SWBAT determine possible association from bivariate data in self constructed scatter plots.

Big Idea

There may be no correlation between apparently unrelated data.....but there might be.


15 minutes

Before getting into the main theme of the lesson I want my students to have some time to think about the difference between correlation and causation. I try this in 2 steps.

Step 1: I hand each student an Entrance Card. Each student is to analyze the graph, read the corresponding text and discuss their opinion with a shoulder partner. Students discuss why they agree or disagree with the math student's conclusion. As I wind around the tables, I look out for a pair that dissagrees so I can call on them to explain why. Students should say that just because there is a correlation between two sets of data doesn't mean one causes the other; that playing sports does not necesarily mean you will catch a cold. Those students in the survey probably caught a cold for other reasons. 

Step 2: I ask that students write the words correlation and causation in large letters on the front and back of a sheet of notebook paper. Next I will show brief descriptions of possibly related variables using the resource Correlation or Causation. When I do, each student should raise one of the two words over their head. During this activity I want to assess how clear students are with respect to the difference between these concepts: any set of data can show a correlation but only when it is absolutely clear that one event causes another, is it causation. 


25 minutes

Our next activity can work well with random pairs of students. Before we begin, we first need to complete the Student Data Sheet. I pass this sheet around and I ask that each student fill out an entire row of data. I say, "please try to be as accurate as possible." Once the sheet is completed, I will place it on the document camera for all to see, or copies can be made to be given to the groups. Completed Student data sheet.jpg

I ask that each pair of students choose any two columns of data to work with on this activity. Then, I ask them to predict the correlation that they think exists between these two variables. I'll say something like, "Of course you'll want to start by thinking about whether the correlation is positive, negative, or no correlation?" I want the process of choosing the data to be engaging to students. At the same time, I want them to build on what has come before.

In this task, my students will be plotting bivariate data by hand. For some it will be the first time in a while. So, I want them to be motivated to see if their initial ideas are correct. At the same time, I will be working hard to make sure that they are working carefully (MP6).

Common dilemmas during this task:

  1. Students may not make reasonable scales for their x and y axis. Plotted points may appear too close together making it difficult to see the trend and draw a best fit line I look out for this and assist in scaling the axes conveniently. I also warn students that scales need not begin at 0; that they can choose a convenient value to start and end with. 
  2. Another issue that comes up is which variable to choose as the independent variable. I generally explain to my students that the x-axis data, or independent variable is the set they believe affects the other set (dependent). This is best understood by giving an example. If you say #hrs of sleep affects height, then #hrs of sleep is the independent variable and goes on the x axis. 

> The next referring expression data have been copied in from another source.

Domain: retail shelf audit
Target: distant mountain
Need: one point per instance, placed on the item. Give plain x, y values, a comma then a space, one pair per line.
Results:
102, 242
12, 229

Once the scatter plot is complete (one plot per pair), the students should work together to draw a best fit line. Here is an example: Completed student scatter plot. My students always like to talk about whether they were right or wrong with their guesses. I take advantage of the momentum this energy gives the class and I use it to flow right into our Closure section. 


15 minutes

Students are usually anxious to not only voice their results, but to see the scatter plots and best fit lines that their classmates created (See my reflection Relevance Helps). I call on volunteers to come up to the document camera and show the class their scatter plot. A couple of minutes should be given so students can first state what they predicted, and then interpret the result of their scatter plot. Depending on the trend of the graph I ask the class ..."Do you think there is a causation here, or just correlation? I allow students to speak their mind if debate is stirred. Students should demonstrate they understand the difference between one and the other by providing other factors involved in the relation, proving that one set of data doesn't clearly cause the other.

Here is an Example. A group obtained a positive correlation when comparing #hours of sleep to math exam grade (see Completed student scatter plot). In this case the students should state that more hours of sleep does not necessarily result in a student getting a better grade. The student's grade could be a result of studying harder, having done all of their homework, or having taken tutoring a week before the test, etc. Since there are multiple possible explanations, while there is correlation we cannot assume causation. 


To help clear the notion of causation vs correlation, I chose this HOMEWORK assignment for the evening. I plan to go over some parts of it at the start of the next lesson.